Cybersecurity chief calls it quits after a year
Amit Yoran, the first director of the National Cyber Security Division, said he had made "meaningful progress" protecting the government's information networks from electronic attack, and that he was leaving to spend time with his family and pursue charitable interests.
Yoran's immediate resignation came suddenly but was not surprising to a number of security industry experts, with whom Yoran had spent much of the past year forging formal alliances. They noted that his position was placed so low in the Homeland Security bureaucracy that it could not capture the full attention of the department responsible for a vast array of missions, including inspecting shipping containers and patrolling borders.
Yoran said he always had planned to keep his tenure in government short, and that he would leave after achieving certain "core objectives" to get the security division up on its feet. In the past year, the division has established a cybersecurity alert system, which sends e-mail warnings about viruses, worms and other threats to more than 250,000 subscribers, and it formed response plans that call upon multiple departments and agencies to work together during an attack, Yoran said.
Security industry officials and experts have praised those accomplishments. But recent events suggest that policymakers believe the division has failed to compel industry and the government's own agencies to improve their information security. Last week, lawmakers floated a proposal that would create a new cybersecurity position in the Office of Management and Budget, which many took as a signal that Congress felt Yoran's division didn't have sufficient clout or leverage.

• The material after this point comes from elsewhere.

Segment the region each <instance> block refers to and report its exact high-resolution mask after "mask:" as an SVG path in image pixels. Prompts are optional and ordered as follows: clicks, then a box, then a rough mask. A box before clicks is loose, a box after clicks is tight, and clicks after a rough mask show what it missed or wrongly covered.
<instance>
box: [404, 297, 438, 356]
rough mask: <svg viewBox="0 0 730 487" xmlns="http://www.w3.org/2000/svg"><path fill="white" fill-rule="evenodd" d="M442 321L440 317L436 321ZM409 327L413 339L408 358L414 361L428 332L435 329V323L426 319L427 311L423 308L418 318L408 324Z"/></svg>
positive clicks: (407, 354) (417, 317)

Before the creation of the Homeland Security unit, cybersecurity was handled by a White House official.
News of Yoran's departure disappointed many in the security industry, who generally praised him as a charismatic leader who was able to get some traction on the security front despite bureaucratic obstacles.
"We're obviously very disappointed about it," said Greg Garcia, a vice president with the Information Technology Association of America, a trade group. "We've spent more than a year working with Amit…. It's going to set us back a ways."

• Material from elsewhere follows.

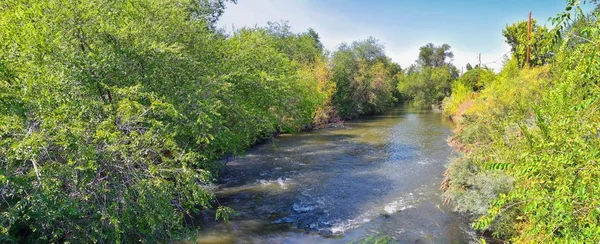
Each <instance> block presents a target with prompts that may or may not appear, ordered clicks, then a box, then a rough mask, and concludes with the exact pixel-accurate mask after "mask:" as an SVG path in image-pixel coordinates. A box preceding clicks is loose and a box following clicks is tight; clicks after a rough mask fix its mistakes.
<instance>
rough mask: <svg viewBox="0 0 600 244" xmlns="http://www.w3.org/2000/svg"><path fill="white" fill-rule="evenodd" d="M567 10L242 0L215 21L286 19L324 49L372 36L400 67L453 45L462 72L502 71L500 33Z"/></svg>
mask: <svg viewBox="0 0 600 244" xmlns="http://www.w3.org/2000/svg"><path fill="white" fill-rule="evenodd" d="M565 7H566V1H565V0H410V1H409V0H370V1H369V0H238V3H237V4H232V3H229V4H227V9H226V10H225V13H224V14H223V16H222V17H221V19H220V20H219V22H218V23H217V25H218V26H219V27H223V28H225V29H226V30H228V31H232V30H233V29H236V28H241V27H244V26H247V27H254V26H266V24H267V22H268V21H288V24H289V25H290V26H291V27H292V31H294V32H305V31H306V30H307V29H308V28H313V29H314V30H315V31H317V32H318V33H319V36H320V38H321V42H323V44H324V46H325V48H327V49H328V50H331V51H334V50H335V49H336V48H337V47H338V46H339V45H340V44H341V43H343V42H345V43H351V42H352V41H355V40H363V39H366V38H367V37H369V36H373V37H375V38H376V39H378V40H380V42H381V43H383V44H384V45H385V47H386V49H385V51H386V54H387V55H388V56H389V57H390V58H391V59H392V60H393V61H394V62H396V63H398V64H400V65H401V67H408V66H409V65H411V64H412V63H414V62H415V60H416V59H417V57H418V54H419V47H421V46H423V45H425V44H427V43H433V44H435V45H441V44H444V43H446V44H449V45H450V46H452V49H451V50H452V51H453V53H454V56H455V57H454V60H453V61H452V63H453V64H454V65H456V66H457V67H458V68H459V69H461V67H464V66H465V65H466V64H467V63H471V64H472V65H473V66H474V65H475V64H478V62H479V61H478V55H479V53H481V59H482V63H483V64H487V66H488V67H491V68H493V69H495V70H499V69H500V68H501V67H502V60H503V55H505V54H507V53H509V52H510V47H509V46H508V45H507V44H506V43H505V42H504V37H503V36H502V29H503V28H504V27H505V26H506V25H507V24H512V23H514V22H517V21H520V20H526V19H527V15H528V13H529V11H532V12H533V13H532V17H533V18H535V19H537V21H538V23H540V24H546V25H547V26H548V27H550V26H551V22H550V21H548V18H550V17H554V16H556V14H557V13H559V12H561V11H563V10H564V8H565Z"/></svg>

"The job [Yoran] was given was impossible," said Alan Paller, director of research at the SANS Institute, a security group. It "demanded agency cooperation, procurement leadership and getting senior executives at major vendors to act in the national interest before acting in their own commercial interests. It wasn't lack of skill and it wasn't bad management. It simply couldn't be done from deep inside [Homeland Security]."

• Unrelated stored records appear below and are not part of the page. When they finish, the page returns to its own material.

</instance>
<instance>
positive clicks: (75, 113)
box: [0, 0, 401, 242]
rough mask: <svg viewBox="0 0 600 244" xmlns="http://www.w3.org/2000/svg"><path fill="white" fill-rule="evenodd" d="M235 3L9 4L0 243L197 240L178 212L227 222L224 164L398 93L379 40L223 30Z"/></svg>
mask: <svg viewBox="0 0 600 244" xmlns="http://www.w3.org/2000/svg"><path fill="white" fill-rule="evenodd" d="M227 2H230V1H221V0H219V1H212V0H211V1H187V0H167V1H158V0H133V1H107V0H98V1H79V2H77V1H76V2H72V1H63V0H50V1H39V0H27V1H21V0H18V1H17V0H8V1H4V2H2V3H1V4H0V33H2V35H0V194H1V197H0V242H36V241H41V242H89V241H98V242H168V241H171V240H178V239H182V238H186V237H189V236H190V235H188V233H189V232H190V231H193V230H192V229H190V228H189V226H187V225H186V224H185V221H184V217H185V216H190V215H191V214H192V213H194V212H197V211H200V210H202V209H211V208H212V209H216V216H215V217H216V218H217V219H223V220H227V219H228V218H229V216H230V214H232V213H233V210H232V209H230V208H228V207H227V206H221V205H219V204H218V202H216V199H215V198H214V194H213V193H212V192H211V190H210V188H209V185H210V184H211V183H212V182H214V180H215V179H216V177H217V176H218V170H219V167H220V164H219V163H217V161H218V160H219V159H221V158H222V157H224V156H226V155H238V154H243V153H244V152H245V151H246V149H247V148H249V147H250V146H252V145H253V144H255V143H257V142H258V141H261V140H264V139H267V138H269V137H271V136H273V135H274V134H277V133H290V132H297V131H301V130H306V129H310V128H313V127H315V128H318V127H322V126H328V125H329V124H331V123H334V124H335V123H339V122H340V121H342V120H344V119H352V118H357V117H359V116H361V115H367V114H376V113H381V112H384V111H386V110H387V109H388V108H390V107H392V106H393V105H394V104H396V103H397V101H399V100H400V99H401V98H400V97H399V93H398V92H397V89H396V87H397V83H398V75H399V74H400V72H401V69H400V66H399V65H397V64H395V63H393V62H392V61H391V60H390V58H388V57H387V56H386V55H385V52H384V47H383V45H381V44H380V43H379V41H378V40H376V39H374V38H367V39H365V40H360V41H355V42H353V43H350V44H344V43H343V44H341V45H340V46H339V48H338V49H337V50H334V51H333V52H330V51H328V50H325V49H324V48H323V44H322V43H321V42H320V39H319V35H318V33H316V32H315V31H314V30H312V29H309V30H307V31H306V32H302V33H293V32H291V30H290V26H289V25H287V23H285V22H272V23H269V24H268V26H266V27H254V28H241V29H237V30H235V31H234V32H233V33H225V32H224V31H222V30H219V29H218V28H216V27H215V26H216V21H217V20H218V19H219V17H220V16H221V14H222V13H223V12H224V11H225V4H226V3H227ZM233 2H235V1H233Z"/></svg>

Legislation pending in the House would elevate the cybersecurity director to the level of assistant secretary. The language that would have created a new security post at OMB was quashed last week.
It was unclear who would replace Yoran. "Cybersecurity will continue to be a priority for the [department] and we will move quickly to fill his position," said Homeland Security spokeswoman Katy Mynster. She added, "Mr. Yoran has been a valuable contributor on cybersecurity issues over the past year."
When Yoran came to the department a year ago, hopes were high that he could raise awareness of the danger that computer hackers posed to national security. He was a successful security industry executive and had served in government as the head of vulnerability assessment for the Defense Department's Computer Emergency Response Team. He also managed network security for the Pentagon.
In September 2003, Harris Miller, head of the Information Technology Association of America, said, "I've criticized the lack of attention that the government has paid to cybersecurity . . . but naming Amit can get them back on track."
Shortly after taking the job, Yoran said in an interview, "I have been very encouraged during my first 30 days here…. [H]ave we achieved the desired level of security? The answer is no. But are we making progress down that road? My belief is that we are."
Asked to assess the state of security a year later, Yoran said Friday, "I think we're better off a year ago and certainly better off than a few years ago." But he declined to say whether his former position should be restructured so that the government could improve cybersecurity.
"I think we were successful in achieving our objectives of achieving startup and operational capability," he said. "I'm not going to tell the department how it should be structured."
When the position was set up at the department, effectively diminishing its profile, security officials raised hackles. But Yoran said he was pleased to be moving to the trenches of cybersecurity. "Strategy and policy take place in the White House," he said in an interview with Government Executive earlier this year. "Operations and execution take place in the agencies."